SBF seems to automatically want to introduce the philosophical whenever he sees Cofty present a position.
Very true. However, philosophy is, at it's core, thinking about what we think, how we think about those things and why. It's a way to understand why we think what we do and see if there is a way to improve that. It's not mystical, it's not obfuscation, it's not even esoteric in the generic sense, it only becomes esoteric with the subject matter we are applying philosophy to is an esoteric subject matter. We could apply it to baking a cake, writing music or investigating the nature of reality.
Interestingly, philosophy emphasizes critical thinking, reason, logic and rationality. It absolutely allows for assumptions, in fact it requires them in many cases. Having said that, as with everything, the proof of the pudding is in the eating of it. If the assumptions are demonstrably false or unprovable, then the end result of the thinking is either unprovable, wrong, or right for the wrong reasons.
In this case, philosophy is being used as cudgel, not as a tool.
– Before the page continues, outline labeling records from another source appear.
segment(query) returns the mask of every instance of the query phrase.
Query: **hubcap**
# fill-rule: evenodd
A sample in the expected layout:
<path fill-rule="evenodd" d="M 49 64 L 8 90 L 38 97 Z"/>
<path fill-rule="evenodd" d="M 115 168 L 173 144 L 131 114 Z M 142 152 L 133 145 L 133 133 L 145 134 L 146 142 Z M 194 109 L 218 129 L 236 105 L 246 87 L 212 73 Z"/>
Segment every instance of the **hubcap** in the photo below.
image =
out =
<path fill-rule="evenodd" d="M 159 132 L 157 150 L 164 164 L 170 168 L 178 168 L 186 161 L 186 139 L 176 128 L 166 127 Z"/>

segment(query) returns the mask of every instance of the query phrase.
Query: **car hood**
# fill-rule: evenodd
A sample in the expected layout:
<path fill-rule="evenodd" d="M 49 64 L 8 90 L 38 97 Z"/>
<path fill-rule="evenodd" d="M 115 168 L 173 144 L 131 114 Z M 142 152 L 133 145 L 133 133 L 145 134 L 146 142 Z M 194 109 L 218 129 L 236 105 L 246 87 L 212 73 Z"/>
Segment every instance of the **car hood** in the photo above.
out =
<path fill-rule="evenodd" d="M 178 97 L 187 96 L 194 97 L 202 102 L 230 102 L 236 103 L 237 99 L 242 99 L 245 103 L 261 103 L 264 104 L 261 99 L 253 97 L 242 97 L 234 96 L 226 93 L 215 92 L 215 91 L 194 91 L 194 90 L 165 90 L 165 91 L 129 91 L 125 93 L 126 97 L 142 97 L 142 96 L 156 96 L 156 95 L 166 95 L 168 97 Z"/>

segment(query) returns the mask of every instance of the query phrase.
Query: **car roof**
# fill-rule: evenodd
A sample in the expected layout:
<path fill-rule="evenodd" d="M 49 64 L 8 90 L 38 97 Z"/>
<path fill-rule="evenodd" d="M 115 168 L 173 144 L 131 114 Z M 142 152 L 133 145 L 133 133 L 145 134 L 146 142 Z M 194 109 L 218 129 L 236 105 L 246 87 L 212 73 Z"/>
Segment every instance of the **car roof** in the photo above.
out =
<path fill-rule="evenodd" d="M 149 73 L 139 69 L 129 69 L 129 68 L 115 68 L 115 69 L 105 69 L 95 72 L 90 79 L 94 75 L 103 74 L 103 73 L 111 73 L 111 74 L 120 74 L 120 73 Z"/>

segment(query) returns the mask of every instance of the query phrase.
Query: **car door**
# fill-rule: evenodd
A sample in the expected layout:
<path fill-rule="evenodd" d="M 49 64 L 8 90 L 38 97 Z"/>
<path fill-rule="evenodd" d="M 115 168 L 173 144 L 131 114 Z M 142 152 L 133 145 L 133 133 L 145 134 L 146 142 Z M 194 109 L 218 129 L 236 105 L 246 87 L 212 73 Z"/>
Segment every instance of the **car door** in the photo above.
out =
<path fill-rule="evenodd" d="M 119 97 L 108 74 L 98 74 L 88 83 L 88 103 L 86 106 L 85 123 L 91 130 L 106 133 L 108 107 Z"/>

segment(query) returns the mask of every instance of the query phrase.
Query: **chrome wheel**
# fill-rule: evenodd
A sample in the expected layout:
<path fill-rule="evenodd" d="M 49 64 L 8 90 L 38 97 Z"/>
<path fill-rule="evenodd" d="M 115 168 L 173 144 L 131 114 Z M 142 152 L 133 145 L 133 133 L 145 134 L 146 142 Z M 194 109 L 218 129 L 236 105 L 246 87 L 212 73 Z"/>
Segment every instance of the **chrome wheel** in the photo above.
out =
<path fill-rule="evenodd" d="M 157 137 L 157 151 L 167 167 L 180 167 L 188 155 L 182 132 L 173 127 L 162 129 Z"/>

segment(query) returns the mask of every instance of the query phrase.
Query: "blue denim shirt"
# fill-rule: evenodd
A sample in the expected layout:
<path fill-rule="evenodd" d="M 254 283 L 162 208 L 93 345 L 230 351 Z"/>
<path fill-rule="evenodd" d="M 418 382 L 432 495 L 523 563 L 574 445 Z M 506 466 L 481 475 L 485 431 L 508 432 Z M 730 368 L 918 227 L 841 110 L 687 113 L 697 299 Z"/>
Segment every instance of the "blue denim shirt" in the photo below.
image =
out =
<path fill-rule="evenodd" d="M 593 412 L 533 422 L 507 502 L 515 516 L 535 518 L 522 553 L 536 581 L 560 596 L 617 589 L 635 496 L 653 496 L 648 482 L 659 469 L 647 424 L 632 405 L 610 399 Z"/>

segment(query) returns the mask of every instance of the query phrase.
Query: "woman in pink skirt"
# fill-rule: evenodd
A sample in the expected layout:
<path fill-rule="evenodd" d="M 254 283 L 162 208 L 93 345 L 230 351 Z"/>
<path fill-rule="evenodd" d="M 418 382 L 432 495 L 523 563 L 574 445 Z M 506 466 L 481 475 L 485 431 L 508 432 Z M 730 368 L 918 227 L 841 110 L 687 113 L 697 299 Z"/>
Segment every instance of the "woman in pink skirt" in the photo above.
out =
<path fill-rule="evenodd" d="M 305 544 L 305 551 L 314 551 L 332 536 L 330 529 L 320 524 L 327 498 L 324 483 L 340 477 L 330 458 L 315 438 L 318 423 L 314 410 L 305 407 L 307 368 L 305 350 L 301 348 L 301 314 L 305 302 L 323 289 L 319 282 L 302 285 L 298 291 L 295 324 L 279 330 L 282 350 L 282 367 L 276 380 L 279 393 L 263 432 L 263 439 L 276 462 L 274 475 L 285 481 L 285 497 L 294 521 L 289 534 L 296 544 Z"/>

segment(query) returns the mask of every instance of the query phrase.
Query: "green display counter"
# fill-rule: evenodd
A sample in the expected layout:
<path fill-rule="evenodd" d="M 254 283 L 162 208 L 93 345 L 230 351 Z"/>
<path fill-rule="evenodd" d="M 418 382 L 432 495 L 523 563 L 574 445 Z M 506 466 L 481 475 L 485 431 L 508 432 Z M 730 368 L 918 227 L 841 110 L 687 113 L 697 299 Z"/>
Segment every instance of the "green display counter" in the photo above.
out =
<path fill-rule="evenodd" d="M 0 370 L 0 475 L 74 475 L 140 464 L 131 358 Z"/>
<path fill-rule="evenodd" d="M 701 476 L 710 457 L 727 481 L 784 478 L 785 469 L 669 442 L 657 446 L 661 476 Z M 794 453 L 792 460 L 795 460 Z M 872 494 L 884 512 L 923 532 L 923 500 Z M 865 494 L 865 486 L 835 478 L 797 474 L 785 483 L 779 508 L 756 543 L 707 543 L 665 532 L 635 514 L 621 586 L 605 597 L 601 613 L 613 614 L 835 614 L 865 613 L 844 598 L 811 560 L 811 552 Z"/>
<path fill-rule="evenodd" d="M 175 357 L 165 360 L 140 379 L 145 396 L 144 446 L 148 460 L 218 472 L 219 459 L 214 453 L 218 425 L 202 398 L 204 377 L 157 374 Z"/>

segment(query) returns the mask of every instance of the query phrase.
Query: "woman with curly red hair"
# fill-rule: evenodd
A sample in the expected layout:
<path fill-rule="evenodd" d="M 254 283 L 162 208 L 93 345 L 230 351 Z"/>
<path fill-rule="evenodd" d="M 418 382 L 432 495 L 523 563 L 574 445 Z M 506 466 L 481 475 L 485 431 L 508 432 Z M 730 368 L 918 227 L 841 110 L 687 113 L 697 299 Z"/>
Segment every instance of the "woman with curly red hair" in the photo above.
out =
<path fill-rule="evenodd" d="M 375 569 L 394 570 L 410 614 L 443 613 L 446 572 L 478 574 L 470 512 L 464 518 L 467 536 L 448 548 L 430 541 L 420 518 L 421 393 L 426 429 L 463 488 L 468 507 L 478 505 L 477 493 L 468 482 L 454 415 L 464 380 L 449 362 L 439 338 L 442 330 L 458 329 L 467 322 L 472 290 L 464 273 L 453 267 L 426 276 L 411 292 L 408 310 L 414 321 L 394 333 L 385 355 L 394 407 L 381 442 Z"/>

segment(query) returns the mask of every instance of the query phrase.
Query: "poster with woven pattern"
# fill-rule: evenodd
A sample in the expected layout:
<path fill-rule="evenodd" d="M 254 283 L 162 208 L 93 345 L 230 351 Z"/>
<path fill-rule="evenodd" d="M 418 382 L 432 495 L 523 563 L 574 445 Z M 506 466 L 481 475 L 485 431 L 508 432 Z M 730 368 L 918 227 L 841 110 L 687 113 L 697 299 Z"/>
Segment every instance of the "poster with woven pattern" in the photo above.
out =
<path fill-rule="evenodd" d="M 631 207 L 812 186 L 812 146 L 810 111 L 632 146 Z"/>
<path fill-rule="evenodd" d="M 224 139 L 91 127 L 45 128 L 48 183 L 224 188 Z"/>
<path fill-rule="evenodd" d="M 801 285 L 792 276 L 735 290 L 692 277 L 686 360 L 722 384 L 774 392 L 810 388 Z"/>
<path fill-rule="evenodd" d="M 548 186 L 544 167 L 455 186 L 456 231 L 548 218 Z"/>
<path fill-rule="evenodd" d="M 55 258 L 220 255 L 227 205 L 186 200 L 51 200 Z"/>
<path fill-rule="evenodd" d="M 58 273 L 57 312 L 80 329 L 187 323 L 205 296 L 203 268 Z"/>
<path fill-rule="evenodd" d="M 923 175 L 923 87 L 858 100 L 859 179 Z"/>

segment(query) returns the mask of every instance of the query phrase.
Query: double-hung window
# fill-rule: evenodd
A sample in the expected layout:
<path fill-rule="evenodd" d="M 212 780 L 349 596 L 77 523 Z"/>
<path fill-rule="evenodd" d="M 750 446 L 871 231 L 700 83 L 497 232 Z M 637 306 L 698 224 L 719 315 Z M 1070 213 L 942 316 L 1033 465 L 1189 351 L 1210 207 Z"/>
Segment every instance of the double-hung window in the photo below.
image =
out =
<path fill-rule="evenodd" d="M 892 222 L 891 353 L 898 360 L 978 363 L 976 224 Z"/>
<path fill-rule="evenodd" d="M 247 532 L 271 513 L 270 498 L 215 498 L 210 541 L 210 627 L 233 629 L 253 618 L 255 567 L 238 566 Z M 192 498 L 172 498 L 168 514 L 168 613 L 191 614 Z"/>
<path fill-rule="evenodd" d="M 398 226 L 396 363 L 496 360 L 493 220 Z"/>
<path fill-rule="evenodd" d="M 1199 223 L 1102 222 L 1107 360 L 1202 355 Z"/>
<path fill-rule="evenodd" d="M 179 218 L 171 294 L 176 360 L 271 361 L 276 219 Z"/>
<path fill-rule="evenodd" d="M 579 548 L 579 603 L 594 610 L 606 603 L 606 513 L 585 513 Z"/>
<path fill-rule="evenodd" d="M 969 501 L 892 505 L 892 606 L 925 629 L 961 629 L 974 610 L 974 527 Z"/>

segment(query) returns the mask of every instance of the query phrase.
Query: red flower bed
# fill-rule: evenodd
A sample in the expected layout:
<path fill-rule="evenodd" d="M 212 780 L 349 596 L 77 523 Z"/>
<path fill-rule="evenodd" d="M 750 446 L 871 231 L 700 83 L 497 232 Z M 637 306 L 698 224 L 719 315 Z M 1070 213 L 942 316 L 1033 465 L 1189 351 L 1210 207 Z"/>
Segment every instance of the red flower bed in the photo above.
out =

Mixing up of materialism and naturalism, making statements about incorrect assumptions, using biased sources interested in proving a point (that themselves use bad logic and incorrect assumptions) as legs of the logic stool (let the reader use discernment) are absolutely the wrong way to go about philosophy.
It reminds me of Mortimer J. Adler's book, "How to Think About God", in which he claimed he could absolutely use a philosophical argument to prove the existence of God, you know, allowing for multiple unprovable assumptions required to make his logic work and rejecting any argument that showed the flaws.